Clean Technology Transition and Import Dependence: India’s Targets, Risks, and Indigenisation Strategy
1. India has declared a net zero emissions target for 2070 and targets 50% of energy from non-fossil sources by 2030, requiring accelerated deployment and reliable grid integration.
2. India targets 30% of new vehicle sales as electric by 2030, implying large-scale charging rollout, battery ecosystem expansion, and industrial capacity for motors, controllers, and cells.
3. The power system scale is stated as 442 GW installed capacity, with renewables at 33% and hydropower at 11%, indicating a growing but not yet dominant clean capacity mix.
4. Rapid renewable installation growth is presented as supporting confidence in meeting 2030 clean energy objectives ahead of schedule, driven by targeted policy incentives and reduced investor uncertainty.

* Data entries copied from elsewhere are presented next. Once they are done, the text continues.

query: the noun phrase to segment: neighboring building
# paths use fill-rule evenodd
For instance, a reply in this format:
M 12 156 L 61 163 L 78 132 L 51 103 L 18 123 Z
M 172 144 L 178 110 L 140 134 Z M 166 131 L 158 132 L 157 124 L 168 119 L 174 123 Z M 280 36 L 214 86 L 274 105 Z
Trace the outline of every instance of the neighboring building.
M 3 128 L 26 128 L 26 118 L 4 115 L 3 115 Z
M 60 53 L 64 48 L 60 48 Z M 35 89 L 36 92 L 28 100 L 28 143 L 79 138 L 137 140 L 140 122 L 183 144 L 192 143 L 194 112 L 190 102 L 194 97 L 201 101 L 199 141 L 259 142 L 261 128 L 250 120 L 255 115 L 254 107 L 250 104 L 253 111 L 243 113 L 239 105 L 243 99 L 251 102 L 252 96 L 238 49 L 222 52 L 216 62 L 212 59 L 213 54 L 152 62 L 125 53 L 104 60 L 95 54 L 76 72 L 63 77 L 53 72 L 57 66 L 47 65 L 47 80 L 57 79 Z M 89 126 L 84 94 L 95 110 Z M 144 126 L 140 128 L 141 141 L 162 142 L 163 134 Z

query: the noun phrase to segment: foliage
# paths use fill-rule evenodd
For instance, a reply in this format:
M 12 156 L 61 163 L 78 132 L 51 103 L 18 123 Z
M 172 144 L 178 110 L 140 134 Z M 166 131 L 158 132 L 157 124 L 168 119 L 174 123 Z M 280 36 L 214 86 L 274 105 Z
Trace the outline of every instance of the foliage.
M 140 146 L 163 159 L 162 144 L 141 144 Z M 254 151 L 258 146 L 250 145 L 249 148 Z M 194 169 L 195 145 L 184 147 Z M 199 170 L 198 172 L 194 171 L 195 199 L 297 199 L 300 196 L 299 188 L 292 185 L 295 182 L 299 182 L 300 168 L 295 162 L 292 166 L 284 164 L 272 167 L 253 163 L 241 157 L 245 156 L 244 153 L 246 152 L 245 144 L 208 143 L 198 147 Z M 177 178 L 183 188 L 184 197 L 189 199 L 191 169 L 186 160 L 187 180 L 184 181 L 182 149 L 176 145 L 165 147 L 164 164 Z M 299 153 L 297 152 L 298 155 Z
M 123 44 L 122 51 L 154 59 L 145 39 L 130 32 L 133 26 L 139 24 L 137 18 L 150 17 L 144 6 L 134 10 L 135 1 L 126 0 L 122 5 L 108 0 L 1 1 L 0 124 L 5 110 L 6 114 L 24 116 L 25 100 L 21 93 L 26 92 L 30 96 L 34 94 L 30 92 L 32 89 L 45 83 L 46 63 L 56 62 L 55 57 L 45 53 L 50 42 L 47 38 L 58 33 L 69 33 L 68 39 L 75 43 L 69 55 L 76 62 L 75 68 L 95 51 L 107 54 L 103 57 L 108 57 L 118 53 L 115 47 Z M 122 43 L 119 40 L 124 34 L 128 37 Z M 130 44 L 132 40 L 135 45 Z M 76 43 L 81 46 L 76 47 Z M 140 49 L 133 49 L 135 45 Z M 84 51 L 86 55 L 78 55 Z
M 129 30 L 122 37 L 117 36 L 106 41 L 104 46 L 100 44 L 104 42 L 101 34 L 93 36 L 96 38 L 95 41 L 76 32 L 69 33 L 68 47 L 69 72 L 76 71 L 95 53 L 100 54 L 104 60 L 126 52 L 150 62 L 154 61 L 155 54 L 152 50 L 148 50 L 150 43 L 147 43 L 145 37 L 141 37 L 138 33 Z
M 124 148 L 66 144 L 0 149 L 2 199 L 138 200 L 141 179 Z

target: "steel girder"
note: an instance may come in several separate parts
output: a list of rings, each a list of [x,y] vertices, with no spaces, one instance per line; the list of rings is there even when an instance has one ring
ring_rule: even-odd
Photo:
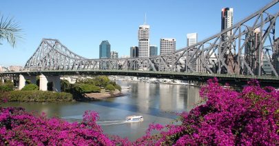
[[[128,70],[154,72],[185,72],[208,74],[262,74],[262,60],[267,61],[273,75],[278,72],[273,67],[275,23],[278,10],[271,14],[272,8],[278,8],[278,0],[244,19],[232,27],[224,30],[195,45],[174,52],[146,58],[87,59],[69,50],[57,39],[43,39],[38,49],[25,65],[27,70]],[[247,61],[245,50],[253,39],[254,31],[260,30],[259,43],[254,46],[260,57],[254,61],[258,70]],[[228,36],[227,32],[232,31]],[[250,38],[250,39],[249,39]],[[267,38],[269,39],[267,39]],[[266,47],[266,44],[270,46]],[[264,46],[265,45],[265,46]],[[252,48],[253,46],[250,46]],[[249,48],[250,50],[253,48]],[[231,50],[234,50],[232,52]]]

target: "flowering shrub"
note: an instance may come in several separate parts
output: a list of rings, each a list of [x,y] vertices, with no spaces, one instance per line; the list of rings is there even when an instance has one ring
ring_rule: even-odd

5. Renewable energy capacity is stated to have grown eightfold between 2010 and 2023, with falling solar and wind costs cited as key enablers alongside procurement mechanisms.
6. Clean transition scale-up is described as expanding venture capital participation through policy stability and financial innovations across clean technology segments and investment pipelines.
7. Scale-up is framed as creating startup and MSME opportunities across manufacturing and services value chains, linking domestic entrepreneurship to deployment, O&M, and component supply.
8. Cleantech expenditure is stated as $68 billion in 2023, about 40% higher than average spending during 2016–2020, signalling a step-change in annual investment intensity.
9. Capturing transition benefits is linked to indigenising supply chains and building domestic manufacturing for critical components while addressing high capital costs that reduce project viability.
10. Supply chain bottlenecks and local technology expertise gaps are identified as constraints slowing indigenisation, limiting competitiveness, and sustaining reliance on imported upstream inputs.
11. Import dependence is framed as a strategic risk in a fragmented economy with export controls; clean technology dependence is compared to oil dependence in vulnerability terms.
12. Import dependence is stated to range from 20% to 90% across cleantech segments, showing uneven exposure and differing readiness of domestic ecosystems by technology.
13. Segment dependence is stated as: solar 80%, wind 60%, BESS 75–90%, e-mobility components 60–70%, green hydrogen 90%, and bioenergy 20–30% import dependent.
14. Without policy action, cleantech imports are projected at $85–110 billion by 2030 and $140–300 billion by 2040, approaching the magnitude of the oil import bill.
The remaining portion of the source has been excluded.